Measuring the amount of frost represents a greater challenge. In addition to the improvements discussed above, several other problems should be considered. First, frosty areas on a substrate should be precisely measured because frost may only form in particular localized areas (see section 3b). Second, frost patterns with significant visual differences have similarly distributed CLBP histograms (see Fig. 9); specifically, they have common attributes in their inherent textures. Compared with dew patterns, frost patterns are more difficult to classify because they have very small interclass distances in the feature space.
In this article, we proposed a new sensor for dew and frost detection that is based on computer vision. The sensor’s performance was validated by manual observations of short grass at several weather stations in Beijing, China. The experimental results demonstrate that more than 90% of dewy, frosty, and dry nights that are identified by hourly manual observations of the grass surface are successfully identified on the glass plates by manually inspecting their images. More than 80% of the dew and frost durations on grass are also correctly identified. The proposed algorithm produces an accuracy of more than 90% when discriminating among dewy, frosty, and dry nights that were identified by manually inspecting the images of the glass plates. Precisely measuring the dew and frost durations on the glass plates is challenging, and our algorithm correctly detects approximately 70% of the durations. Therefore, there is still room for improving our algorithm. Finally, we noted the limitations of our method and analyzed the prospects for future work.

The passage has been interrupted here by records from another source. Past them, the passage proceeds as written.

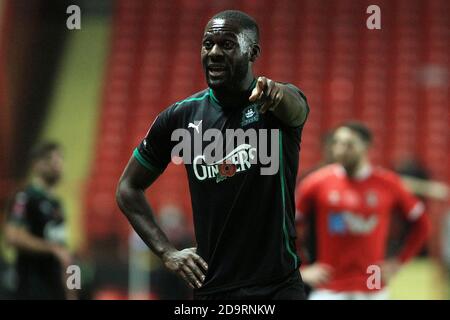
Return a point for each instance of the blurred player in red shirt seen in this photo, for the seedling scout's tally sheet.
(351, 203)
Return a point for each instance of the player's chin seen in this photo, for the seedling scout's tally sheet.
(217, 84)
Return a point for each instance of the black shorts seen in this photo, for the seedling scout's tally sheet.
(290, 288)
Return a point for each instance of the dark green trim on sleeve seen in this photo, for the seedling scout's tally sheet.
(144, 162)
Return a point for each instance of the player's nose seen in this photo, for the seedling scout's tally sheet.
(215, 51)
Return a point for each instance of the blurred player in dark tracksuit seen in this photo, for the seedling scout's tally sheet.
(350, 204)
(35, 228)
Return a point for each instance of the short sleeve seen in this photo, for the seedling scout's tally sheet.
(154, 151)
(411, 207)
(17, 214)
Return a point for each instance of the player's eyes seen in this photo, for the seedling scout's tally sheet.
(207, 44)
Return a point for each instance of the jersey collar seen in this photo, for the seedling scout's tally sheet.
(214, 98)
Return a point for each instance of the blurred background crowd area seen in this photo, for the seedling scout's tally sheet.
(96, 91)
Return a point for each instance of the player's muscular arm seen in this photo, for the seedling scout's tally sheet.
(133, 203)
(282, 99)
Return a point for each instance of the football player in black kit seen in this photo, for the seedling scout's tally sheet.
(36, 228)
(244, 220)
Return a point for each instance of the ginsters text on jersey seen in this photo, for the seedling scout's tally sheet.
(217, 155)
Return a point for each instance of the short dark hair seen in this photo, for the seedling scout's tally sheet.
(244, 20)
(43, 149)
(360, 129)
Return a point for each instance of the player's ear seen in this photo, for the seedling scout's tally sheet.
(255, 51)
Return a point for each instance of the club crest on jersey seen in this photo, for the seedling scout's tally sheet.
(371, 199)
(250, 115)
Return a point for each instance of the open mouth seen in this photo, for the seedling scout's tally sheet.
(216, 70)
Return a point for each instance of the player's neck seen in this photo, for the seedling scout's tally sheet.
(238, 95)
(360, 171)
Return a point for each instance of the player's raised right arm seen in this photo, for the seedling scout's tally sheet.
(131, 199)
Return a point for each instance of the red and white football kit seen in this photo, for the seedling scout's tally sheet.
(352, 217)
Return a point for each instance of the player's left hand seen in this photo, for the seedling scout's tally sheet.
(267, 91)
(389, 269)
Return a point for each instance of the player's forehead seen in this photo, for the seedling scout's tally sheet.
(222, 27)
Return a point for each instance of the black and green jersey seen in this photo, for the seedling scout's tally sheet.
(39, 275)
(244, 221)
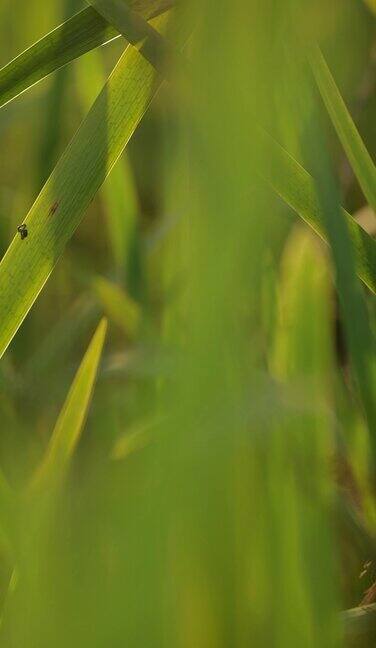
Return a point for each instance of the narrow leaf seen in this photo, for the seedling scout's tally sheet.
(297, 188)
(71, 187)
(73, 414)
(136, 30)
(353, 144)
(76, 36)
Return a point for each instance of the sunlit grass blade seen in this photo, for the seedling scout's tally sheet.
(118, 193)
(353, 144)
(136, 30)
(72, 417)
(78, 35)
(71, 187)
(297, 188)
(358, 333)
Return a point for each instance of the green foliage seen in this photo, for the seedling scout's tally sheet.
(223, 492)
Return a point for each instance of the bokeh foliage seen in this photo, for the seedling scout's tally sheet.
(222, 490)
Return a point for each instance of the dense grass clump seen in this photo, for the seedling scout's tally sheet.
(187, 324)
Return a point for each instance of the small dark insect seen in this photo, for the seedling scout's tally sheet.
(22, 229)
(53, 208)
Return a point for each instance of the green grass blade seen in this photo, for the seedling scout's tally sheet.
(71, 187)
(297, 188)
(353, 144)
(73, 414)
(118, 194)
(76, 36)
(357, 328)
(136, 30)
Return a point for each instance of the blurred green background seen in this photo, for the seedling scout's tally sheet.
(220, 494)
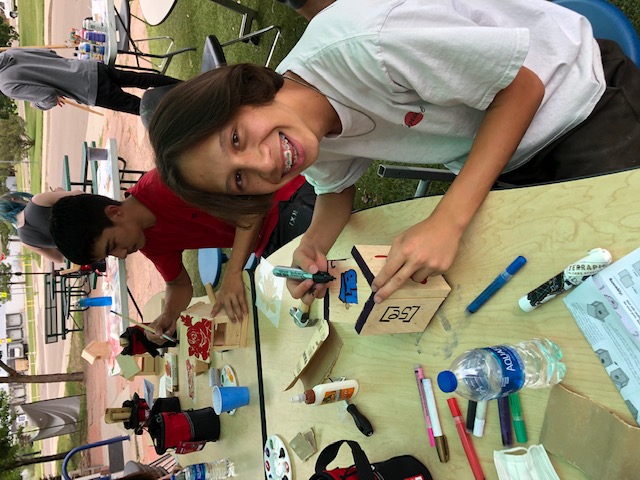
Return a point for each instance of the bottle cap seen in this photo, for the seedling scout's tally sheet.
(300, 398)
(447, 381)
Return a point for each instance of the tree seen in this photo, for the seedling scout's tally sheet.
(5, 281)
(14, 141)
(7, 34)
(7, 107)
(17, 377)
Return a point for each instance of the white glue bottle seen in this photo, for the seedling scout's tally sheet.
(328, 393)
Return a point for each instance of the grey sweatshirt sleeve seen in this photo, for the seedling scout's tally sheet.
(43, 97)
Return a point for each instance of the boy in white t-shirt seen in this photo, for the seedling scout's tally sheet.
(516, 90)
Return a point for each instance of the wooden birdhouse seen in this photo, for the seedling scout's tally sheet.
(350, 298)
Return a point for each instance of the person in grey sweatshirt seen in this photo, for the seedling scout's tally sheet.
(45, 79)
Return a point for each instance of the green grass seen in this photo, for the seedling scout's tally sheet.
(80, 436)
(31, 29)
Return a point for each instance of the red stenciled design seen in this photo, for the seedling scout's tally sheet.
(199, 338)
(411, 119)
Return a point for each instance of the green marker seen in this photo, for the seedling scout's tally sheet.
(298, 274)
(518, 419)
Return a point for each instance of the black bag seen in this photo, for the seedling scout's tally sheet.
(403, 467)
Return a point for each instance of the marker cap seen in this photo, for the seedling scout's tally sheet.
(525, 304)
(516, 265)
(521, 432)
(447, 381)
(478, 427)
(453, 406)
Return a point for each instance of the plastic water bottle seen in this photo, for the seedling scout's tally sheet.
(218, 470)
(492, 372)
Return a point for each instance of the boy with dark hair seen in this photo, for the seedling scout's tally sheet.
(155, 221)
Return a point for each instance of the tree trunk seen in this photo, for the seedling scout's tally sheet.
(23, 462)
(15, 377)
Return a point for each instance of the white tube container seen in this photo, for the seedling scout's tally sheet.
(328, 393)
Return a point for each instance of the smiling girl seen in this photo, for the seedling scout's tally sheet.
(518, 91)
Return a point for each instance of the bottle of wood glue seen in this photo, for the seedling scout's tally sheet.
(328, 393)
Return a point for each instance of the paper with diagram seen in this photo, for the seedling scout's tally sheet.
(606, 307)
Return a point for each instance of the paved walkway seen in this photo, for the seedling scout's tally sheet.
(64, 130)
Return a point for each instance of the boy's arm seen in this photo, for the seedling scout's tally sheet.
(231, 294)
(331, 213)
(429, 247)
(177, 297)
(51, 253)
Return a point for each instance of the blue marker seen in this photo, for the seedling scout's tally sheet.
(500, 280)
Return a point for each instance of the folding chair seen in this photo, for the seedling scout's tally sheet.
(128, 46)
(212, 57)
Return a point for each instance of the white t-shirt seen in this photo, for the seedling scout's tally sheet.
(410, 79)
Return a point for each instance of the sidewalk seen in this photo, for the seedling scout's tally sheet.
(102, 390)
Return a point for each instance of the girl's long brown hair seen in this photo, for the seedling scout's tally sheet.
(193, 111)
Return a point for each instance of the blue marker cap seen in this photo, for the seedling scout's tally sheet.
(516, 265)
(447, 381)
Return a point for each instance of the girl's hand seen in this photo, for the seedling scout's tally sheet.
(231, 297)
(428, 248)
(312, 260)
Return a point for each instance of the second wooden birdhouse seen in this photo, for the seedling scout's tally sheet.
(350, 298)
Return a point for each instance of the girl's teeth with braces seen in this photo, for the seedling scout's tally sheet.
(289, 153)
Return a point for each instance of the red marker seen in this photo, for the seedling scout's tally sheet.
(466, 441)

This work was supported by the China Meteorological Administration under the R&D Special Fund for Public Welfare Industry (meteorology): GYHY200906032. The authors are grateful to Kejun Wu, Xiaobing Zhang, Xiangang Wen, Yang Xiao, Xiyao Duan, Yi Xiong, Yi Zheng, Zhenghong Yu, Xiaodong Bai, Mengni Ye, Liang Ye, Yanan Li, Hao Lu, Zhiwen Fang, Chunhua Deng, Xiaoxia Li, Bo Du, Fa Tao, Xiaoyan Qiao, Jinyue Zhang, Aiqun Zhang, Shujie Li, Dongmei Wang, Shen Chai, Minfeng Sun, Haiyan Yu, Mingshui Liao, and Naijun Zhao for their valuable work in obtaining the hourly dew and frost observations.
The power consumption and the light-output power of the LED source are 12 and 6 W, respectively; and the LED viewing angle is 30°. The LED source was manufactured by Mei Sai De Technology Co., Ltd. (http://www.hhyelec.com.cn) and the product code is SD-BG8060ZR.
Texture is a visual feature that describes the spatial arrangement of intensities in an image and is not affected by variations in color or illumination.
The precipitation information was obtained by an infrared forward scatter present in the weather sensor 1.5 m above the ground. The sensor was manufactured by CAMA (Luoyang) Environmental Measurement Co., Ltd. (http://www.camaem.com) and the product code is CJY-2C/T.
Dew patterns with significant dewdrops may be falsely recognized as frost. Therefore, an additional category composed of the image samples with large dewdrops was added to make the classifier more discriminative.